That was before Tesla shareholders in March voted to overwhelmingly approve an unprecedented compensation plan for Musk—a $2.6 billion award, the largest of its kind. His new package of 20.3 million option shares vests if he raises the company’s market cap to $650 billion and meets revenue and earnings targets.
This will give Musk the opportunity to acquire even more shares. If the award fully vests, Musk would own a 28 percent stake worth about $184 billion.
This unusual move is meant to counter a common anxiety that Musk is getting restless. Besides running SpaceX, which just authorized a $507 million fundraising round, he has started an underground tunneling operation called Boring Co., which recently raised $113 million in equity. (More than 90 percent of that came from Musk himself.) Fans are involved in the fundraising here, too, snapping up 50,000 Boring Co. hats ($20 each) and 20,000 flamethrowers ($500).

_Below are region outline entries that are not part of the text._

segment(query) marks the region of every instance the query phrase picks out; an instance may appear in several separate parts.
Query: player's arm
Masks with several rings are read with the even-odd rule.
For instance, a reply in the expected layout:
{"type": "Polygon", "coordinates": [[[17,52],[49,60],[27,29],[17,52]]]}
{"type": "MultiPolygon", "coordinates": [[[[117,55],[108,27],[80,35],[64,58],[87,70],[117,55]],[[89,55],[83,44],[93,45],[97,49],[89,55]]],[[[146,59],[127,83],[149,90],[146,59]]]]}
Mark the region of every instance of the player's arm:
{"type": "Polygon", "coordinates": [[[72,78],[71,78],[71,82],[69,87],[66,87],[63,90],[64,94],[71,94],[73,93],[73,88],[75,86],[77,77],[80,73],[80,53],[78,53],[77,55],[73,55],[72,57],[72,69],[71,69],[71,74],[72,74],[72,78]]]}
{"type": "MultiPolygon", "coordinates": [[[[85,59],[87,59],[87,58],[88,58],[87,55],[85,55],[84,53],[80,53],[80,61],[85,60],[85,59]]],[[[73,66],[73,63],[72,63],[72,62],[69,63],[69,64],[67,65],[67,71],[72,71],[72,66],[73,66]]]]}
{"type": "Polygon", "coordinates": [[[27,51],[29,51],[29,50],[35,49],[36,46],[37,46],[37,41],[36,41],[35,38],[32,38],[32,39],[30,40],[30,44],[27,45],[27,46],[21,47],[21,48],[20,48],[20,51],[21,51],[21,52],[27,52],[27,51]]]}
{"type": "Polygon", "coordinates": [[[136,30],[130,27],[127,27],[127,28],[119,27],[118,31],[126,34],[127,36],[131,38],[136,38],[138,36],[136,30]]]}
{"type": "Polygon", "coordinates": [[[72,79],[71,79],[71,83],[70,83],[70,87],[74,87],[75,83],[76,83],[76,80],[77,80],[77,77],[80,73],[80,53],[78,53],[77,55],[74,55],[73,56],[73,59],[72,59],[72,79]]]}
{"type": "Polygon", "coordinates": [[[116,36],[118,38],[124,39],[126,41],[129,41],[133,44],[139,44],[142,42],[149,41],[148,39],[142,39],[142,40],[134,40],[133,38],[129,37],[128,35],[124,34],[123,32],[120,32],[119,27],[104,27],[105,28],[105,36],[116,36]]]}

The new compensation package offers an assurance that Musk will stay at Tesla. The plan allows him to eventually become chief product officer while someone else runs the company—though he or she will still ultimately report to Musk.
But at some point, even his ability to pull down money from believers will be challenged unless real earnings materialize, something Musk acknowledged in an all-employee email he sent on April 17 that instantly leaked to reporters:
A fair criticism leveled at Tesla by outside critics is that you’re not a real company unless you generate a profit, meaning simply that revenue exceeds cost. It didn’t make sense to do that until reaching economies of scale, but now we are there. Going forward, we will be far more rigorous about expenditures. I have asked the Tesla finance team to comb through every expense worldwide, no matter how small, and cut everything that doesn’t have a strong value justification.

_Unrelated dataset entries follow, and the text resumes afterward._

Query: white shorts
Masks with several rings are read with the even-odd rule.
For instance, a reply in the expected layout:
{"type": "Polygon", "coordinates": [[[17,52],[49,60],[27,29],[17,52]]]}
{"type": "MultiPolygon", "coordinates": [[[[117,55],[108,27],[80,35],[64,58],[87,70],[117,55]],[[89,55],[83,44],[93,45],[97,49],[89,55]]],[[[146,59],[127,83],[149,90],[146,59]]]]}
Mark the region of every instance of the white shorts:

Musk recently admitted that “excessive automation at Tesla was a mistake” and said that “humans are underrated,” an indication that the costly legions of employees won’t be shrinking as quickly as he once imagined. In that email, he vowed to hire hundreds of additional factory workers. Tesla lists nearly 3,000 current job openings.
The fact that so much of his own wealth is on the line is part of what has so many investors willing to go along with him. “Elon Musk is all in,” says Ross Gerber of Gerber Kawasaki Wealth & Investment Management, an investor who has become one of the loudest Tesla bulls. “There’s not another CEO in America who is taking as enormous of a financial risk on their company.”
That’s a point on which Tesla believers and skeptics can agree: No other public company chief is taking financial risk quite like Musk.